Obituary of Frederick Bonnart, in The Times, May 10 2008

Army officer who took part in the D-Day landings and went on to become a defence journalist focusing on Nato.

If there is a European equivalent of the Greatest Generation, Frederick “Freddy” Bonnart merits a distinguished place in its ranks. Outwardly epitomising the old-world values of a typical British Army officer — a profession he pursued for almost 30 years before turning to journalism — Bonnart was this and more.
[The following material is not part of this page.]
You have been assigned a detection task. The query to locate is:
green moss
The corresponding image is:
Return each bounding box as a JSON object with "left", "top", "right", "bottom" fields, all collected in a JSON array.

The elder son of one of Austria’s leading Social Democrats between the wars, Julius Braunthal, Bonnart traced his intellectual roots to that great pre-Holocaust generation whose language was German but whose outlook was profoundly European and cosmopolitan in the best sense of the term. Forced to flee with his father in 1935, he moved first to Brussels and then to London. War brought ten months of internment in Canada as an enemy alien. Bonnart was eventually allowed to return to Britain to join the fight against Nazism.

He landed in Normandy on D+2, June 8, 1944, and part of his wartime duties involved crawling out ahead of the front line armed with microphone and loudspeaker to encourage German soldiers to surrender.
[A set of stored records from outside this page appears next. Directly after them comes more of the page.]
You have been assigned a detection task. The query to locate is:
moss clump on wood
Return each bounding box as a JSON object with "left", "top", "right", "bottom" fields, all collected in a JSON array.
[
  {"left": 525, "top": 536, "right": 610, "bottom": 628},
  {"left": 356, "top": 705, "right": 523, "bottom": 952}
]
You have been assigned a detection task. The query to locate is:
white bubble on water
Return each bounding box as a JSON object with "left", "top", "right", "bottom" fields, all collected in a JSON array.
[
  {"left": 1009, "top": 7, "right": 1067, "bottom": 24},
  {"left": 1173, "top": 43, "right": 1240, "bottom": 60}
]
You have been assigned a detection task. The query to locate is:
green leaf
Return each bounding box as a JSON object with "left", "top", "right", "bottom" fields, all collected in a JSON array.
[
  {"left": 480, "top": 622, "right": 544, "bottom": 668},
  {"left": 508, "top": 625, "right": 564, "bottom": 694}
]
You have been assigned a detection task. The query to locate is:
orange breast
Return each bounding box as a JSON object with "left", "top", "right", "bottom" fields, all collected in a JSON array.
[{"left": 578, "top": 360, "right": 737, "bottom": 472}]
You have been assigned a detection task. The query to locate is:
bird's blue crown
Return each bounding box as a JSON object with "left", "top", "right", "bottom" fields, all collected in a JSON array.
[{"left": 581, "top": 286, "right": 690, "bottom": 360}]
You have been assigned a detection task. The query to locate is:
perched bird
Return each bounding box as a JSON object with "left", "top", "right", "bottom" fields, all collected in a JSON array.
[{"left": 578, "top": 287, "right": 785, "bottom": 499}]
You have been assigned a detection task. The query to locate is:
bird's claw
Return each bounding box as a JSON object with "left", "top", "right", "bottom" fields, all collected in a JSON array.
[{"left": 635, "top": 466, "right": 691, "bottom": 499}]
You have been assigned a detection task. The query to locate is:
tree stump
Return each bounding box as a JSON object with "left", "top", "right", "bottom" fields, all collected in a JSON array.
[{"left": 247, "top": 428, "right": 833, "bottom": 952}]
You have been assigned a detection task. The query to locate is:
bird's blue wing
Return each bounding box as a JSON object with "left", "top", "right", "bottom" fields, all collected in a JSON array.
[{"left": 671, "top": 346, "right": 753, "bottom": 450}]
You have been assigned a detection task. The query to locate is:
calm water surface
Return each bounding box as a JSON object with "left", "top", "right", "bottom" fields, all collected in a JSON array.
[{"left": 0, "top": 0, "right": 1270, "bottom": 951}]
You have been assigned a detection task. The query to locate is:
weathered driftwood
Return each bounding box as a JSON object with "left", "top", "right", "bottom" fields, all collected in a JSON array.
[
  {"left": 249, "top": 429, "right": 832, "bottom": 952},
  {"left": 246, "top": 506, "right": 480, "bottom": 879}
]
Bonnart’s unit eventually took part in the liberation of Brussels. He rarely recounted wartime tales, unless prompted, but friends recall him saying while retrieving his accreditation from some grandly appointed EU office that he had slept on the floor of that very building, exhausted in the aftermath of the advance.
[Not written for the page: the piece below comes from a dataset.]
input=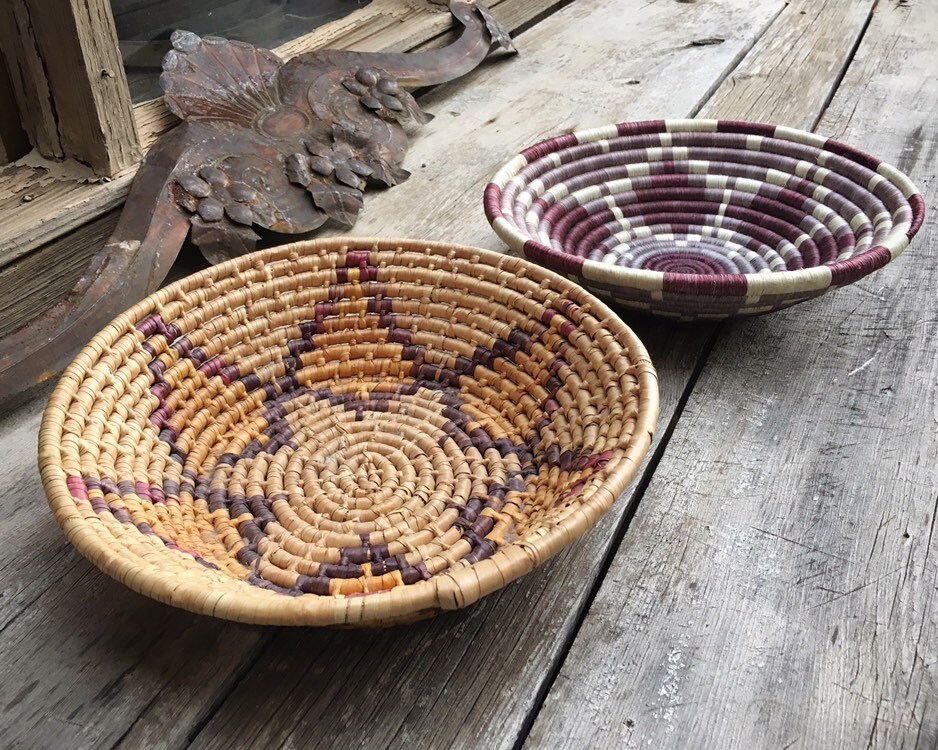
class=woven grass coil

After the war he decided to remain in the Army, working in a variety of jobs at both the staff and operational level. Colleagues from those days noted his pleasure in riding; some of the German barracks taken over by the British retained well-stocked stables.

Bonnart finally retired from the Army as a lieutenant-colonel in the Royal Signals in November 1972.

Settling in Brussels, he determined to embark upon a new career in journalism, specialising in defence and strategic matters — a path that brought together the benefits of a lifetime of military service and a sharp intelligence and an acute, inquiring mind. He earned his bread and butter from specialist publications but his analysis was brought to a wider audience by his frequent contributions in the broadsheet press, not least in the pages of The Times and The International Herald Tribune. He was also frequently heard as an analyst on the BBC World Service.

Not a Nato conference, not one of the great events through which the Alliance passed in recent years, was missed by Bonnart’s opinion pieces. Fair to all sides, reasoned and politically far from predictable, he chronicled Nato’s changing fortunes in the post-Cold War world. When asked by a journalist at one press conference for an explanation of some particular aspect of the strategic debate, the then Nato Secretary-General then, Javier Solana, responded: “I suggest you read the piece by Freddy Bonnart in this morning’s Herald Tribune.”

What marked Bonnart out was his interest in principled debate. His analysis was often sharp but his writing was never cruel, and he remained courteous and courtly.

With no family of his own Bonnart determined his own legacy; a series of grants for students — the Bonnart-Braunthal Scholarship — aimed at tackling the causes and consequences of intolerance.

Frederick Bonnart, soldier and defence journalist, was born on August 27, 1922. He died on April 23, 2008, aged 85.